Pasar Saham Jepang Cetak Rekor Tertinggi dalam Sejarah, Tapi Kok Resesi?

Sebelumnya, perlambatan ekonomi dan resesi Jepang dinilai tidak memberikan dampak negatif terhadap pasar modal di Indonesia karena indeks Nikkei 225 sedang berada dalam posisi yang tinggi. Hal tersebut diungkapkan Pengamat pasar modal Teguh Hidayat.

“Pasar modalnya di sana Nikkei itu justru sekarang lagi dalam posisi salah satu yang tertinggi sepanjang sejarah. Jadi, harusnya tidak ada dampak negatif terhadap pasar modal kita,” ujar Teguh Hidayat dikutip dari Antara, Minggu (18/2/2024).

Menurutnya, melihat indeks pasar saham tersebut yang kini melebihi angka 38.000 dan hampir mencetak rekor tertinggi sepanjang masa, tidak sedang terjadi resesi di Jepang.

Namun, ia mengakui bahwa ada perlambatan ekonomi di Negeri Sakura itu, dilihat dari pertumbuhan ekonominya yang minus 3,3 persen yoy pada triwulan III serta minus 0,4 pada triwulan IV tahun lalu.
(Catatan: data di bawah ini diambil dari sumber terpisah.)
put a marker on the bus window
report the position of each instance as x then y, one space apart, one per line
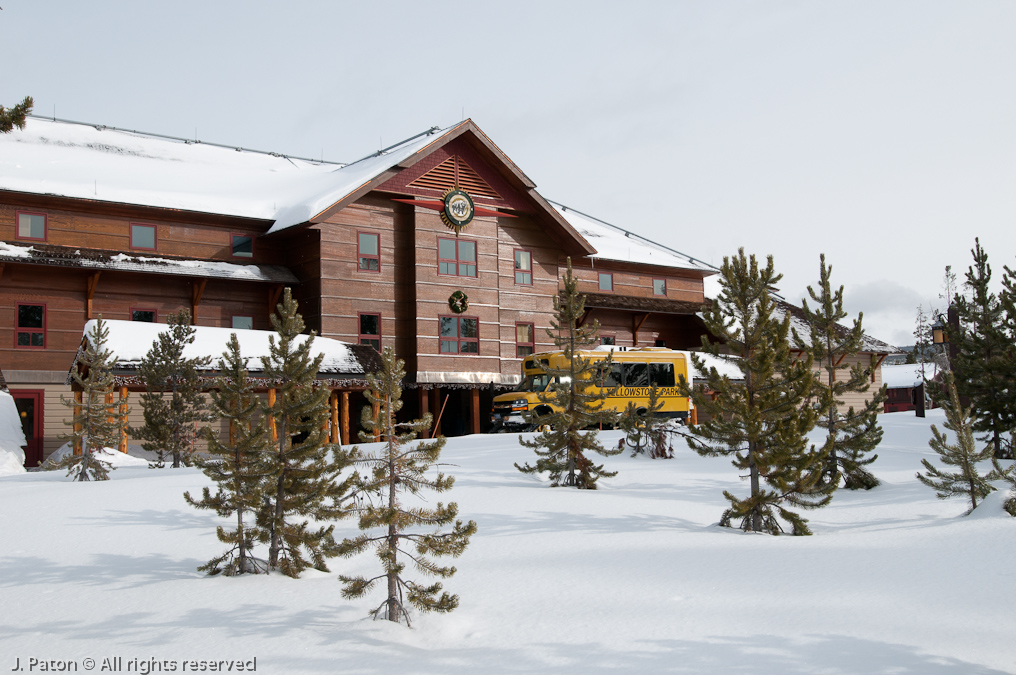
636 374
661 374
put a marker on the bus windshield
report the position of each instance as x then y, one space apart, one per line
534 383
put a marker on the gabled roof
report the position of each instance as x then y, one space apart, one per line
106 165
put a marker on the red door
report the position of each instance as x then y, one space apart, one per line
29 407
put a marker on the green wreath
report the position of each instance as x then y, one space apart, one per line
458 302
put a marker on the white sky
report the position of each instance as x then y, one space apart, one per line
883 134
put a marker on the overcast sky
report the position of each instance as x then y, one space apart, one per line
880 133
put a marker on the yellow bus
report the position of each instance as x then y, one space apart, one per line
632 373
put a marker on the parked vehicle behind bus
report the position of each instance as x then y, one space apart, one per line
632 373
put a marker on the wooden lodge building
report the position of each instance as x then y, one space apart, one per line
380 252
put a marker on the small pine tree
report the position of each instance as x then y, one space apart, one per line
173 402
237 462
305 468
763 421
563 448
851 435
985 356
97 423
399 469
14 117
962 454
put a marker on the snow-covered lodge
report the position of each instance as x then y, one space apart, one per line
130 226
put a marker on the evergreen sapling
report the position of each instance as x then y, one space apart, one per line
237 463
562 449
173 402
399 470
305 469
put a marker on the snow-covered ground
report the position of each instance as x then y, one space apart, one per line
633 577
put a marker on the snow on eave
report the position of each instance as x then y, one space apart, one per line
65 256
130 341
614 243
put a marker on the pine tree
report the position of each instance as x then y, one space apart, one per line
305 468
963 454
562 449
761 422
983 361
97 423
398 470
238 464
644 430
173 402
850 435
14 117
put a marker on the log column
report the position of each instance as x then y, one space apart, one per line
123 420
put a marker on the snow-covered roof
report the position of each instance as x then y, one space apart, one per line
59 255
130 341
105 165
614 243
906 375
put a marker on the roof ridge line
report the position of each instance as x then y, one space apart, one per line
188 141
636 235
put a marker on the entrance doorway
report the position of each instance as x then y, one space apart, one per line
29 409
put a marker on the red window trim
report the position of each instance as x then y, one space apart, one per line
143 225
516 270
246 316
457 260
374 256
364 335
458 339
143 309
46 226
18 330
253 239
532 333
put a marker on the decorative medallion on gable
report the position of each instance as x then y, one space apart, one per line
455 173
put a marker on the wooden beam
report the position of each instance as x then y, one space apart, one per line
123 420
274 294
89 293
636 325
474 395
344 418
197 290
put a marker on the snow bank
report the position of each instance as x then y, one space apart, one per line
11 437
130 341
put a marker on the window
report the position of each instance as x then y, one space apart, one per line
243 322
142 236
524 340
33 226
370 330
243 246
523 267
30 330
369 251
146 315
459 334
661 374
457 256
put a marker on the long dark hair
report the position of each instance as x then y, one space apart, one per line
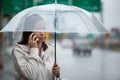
25 38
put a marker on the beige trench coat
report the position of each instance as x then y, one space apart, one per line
30 66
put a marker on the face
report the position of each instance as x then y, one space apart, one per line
40 35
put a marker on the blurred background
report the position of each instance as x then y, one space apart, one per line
80 56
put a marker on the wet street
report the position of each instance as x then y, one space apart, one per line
100 65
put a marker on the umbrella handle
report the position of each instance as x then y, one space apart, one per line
55 78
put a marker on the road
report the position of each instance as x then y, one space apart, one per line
100 65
Selain itu, Teguh menuturkan bahwa pertumbuhan PDB Jepang juga turun dari 1,7 persen di 2022 menjadi 1 persen di 2023.

“Tapi, angka pertumbuhan segitu untuk sebuah negara maju terhitung masih cukup tinggi,” ucapnya.

Indeks Nikkei 225 ditutup naik sebesar 329,30 poin, atau sekitar 0,86 persen, menjadi 38.487,24 pada  Jumat lalu.

Indeks tersebut menguat ke tingkat tertinggi dalam 34 tahun terakhir berkat sentimen positif terhadap Wall Street karena adanya optimisme pemangkasan suku bunga The Fed dalam waktu dekat.